Here's the police officer telling about what her and her partner saw run across the road. (or maybe she was with the officer, I don't know for certain)

[video=youtube;8YJ6tPNLJPQ]http://www.youtube.com/watch?v=8YJ6tPNLJPQ[/video]
 
... but the way they go about it seems to leave a lot to be desired from my point of view.

On this we absolutely agree. Even the few who seem to be most sincere in motive quite often forget simple rules of evidence gathering like documentation in situ, chain of custody, etc. that would make an apprentice archeologist or detective cringe. The Erickson Project shows a lot of promise, but infighting with others makes one question reliability of samples, scientific testing and extrapolation of data.
 
That's kinda how it works in the science world. You can collect all the samples you want but if there is nothing to link it to, they are inconclusive. What they need to do(and I hope they are already doing) is form a database. That way, they can build a web of evidence and fill the gaps as they go. For one dermal ridge expert to say he has the track of an unknown primate living in North America is intriguing but hardly conclusive enough to validate the existence of sasquatch.

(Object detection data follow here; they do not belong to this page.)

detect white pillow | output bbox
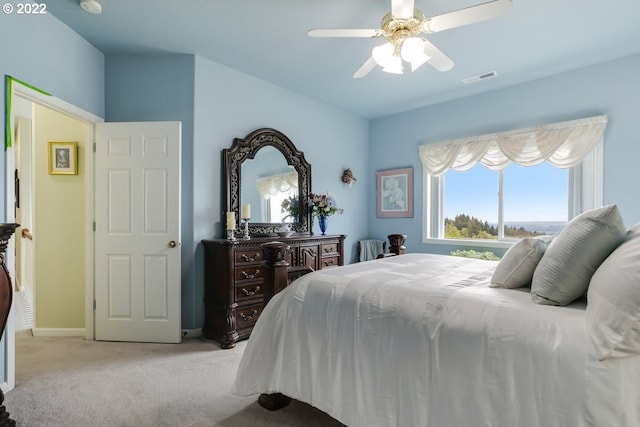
[531,205,626,305]
[489,237,548,289]
[586,232,640,360]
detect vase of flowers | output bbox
[307,193,344,234]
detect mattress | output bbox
[234,254,640,427]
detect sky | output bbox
[444,163,569,223]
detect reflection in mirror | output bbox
[222,128,311,236]
[240,146,298,222]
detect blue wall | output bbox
[106,55,369,329]
[191,57,369,324]
[105,55,197,329]
[6,10,640,338]
[0,13,104,388]
[367,55,640,253]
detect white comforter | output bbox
[234,254,640,427]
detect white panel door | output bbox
[95,122,181,343]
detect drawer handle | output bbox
[240,310,258,322]
[242,286,260,297]
[240,252,260,262]
[242,270,260,279]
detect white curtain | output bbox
[256,171,298,199]
[419,116,607,176]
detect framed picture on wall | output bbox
[49,141,78,175]
[376,168,413,218]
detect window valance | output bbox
[419,116,607,176]
[256,171,298,199]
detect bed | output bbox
[234,206,640,427]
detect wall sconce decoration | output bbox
[342,168,357,186]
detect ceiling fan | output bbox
[308,0,512,79]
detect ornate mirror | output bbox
[222,128,311,235]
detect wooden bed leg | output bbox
[258,393,291,411]
[387,234,407,255]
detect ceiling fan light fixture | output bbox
[371,43,394,68]
[400,37,430,71]
[382,56,402,74]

Now, if they have a vast network of catalogued tracks with the same dermal ridge structures, the case for bigfoot builds. Once we find a body, if it fits nicely into the exsisting evidence base..... we have found Sasquatch! But quite literally, until we have a body, it will be inconclusive. Plausible? Maybe.... Probable? Perhaps.... but not Actual.

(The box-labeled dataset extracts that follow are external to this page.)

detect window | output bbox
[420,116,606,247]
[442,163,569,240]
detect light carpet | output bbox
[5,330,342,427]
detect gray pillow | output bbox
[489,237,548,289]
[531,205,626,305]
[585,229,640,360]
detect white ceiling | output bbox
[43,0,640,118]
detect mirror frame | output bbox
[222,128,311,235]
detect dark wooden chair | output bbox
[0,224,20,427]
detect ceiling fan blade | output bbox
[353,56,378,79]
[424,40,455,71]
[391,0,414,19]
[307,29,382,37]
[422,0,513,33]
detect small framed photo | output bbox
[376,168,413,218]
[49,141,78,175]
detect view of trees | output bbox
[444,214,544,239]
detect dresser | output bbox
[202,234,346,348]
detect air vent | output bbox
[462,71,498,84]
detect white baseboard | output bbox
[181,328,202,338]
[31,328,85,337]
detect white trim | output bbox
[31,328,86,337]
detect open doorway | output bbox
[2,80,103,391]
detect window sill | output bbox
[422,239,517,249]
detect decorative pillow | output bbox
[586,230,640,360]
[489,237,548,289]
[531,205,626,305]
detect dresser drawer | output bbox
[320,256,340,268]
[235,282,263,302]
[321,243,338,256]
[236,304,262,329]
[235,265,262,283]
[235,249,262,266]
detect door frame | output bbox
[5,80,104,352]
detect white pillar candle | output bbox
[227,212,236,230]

To be fair, when scientists began speculating the existence of the atom... we could not see one. Infact, even after it was accepted that atoms were real, we still couldn't see them. But, the evidence was demonstrable, repeatable, measurable, peer reviewed and overwhelming. The facts stood up to scrutiny and could not be refuted. Once we had the technology to view the atom, it was no surprise as to what we would see.

The same is just not there for bigfoot.

Well said. The same could be said for many cultural myths like the chupacabra or the loche ness monster. At this point there's simply nothing viable to test.
 
Well said. The same could be said for many cultural myths like the chupacabra or the loche ness monster. At this point there's simply nothing viable to test.

There are viable samples to test. But "viability" is questionable because of how the samples were acquired and handled. Can you imagine some archeologist claiming carbon 14 dating of an artifact textile proves that Europeans were here in 1292 but he can't prove where the artifact came from? Or an ornathologist proving a feather to be from a passenger pigeon but can't prove how and when it was collected?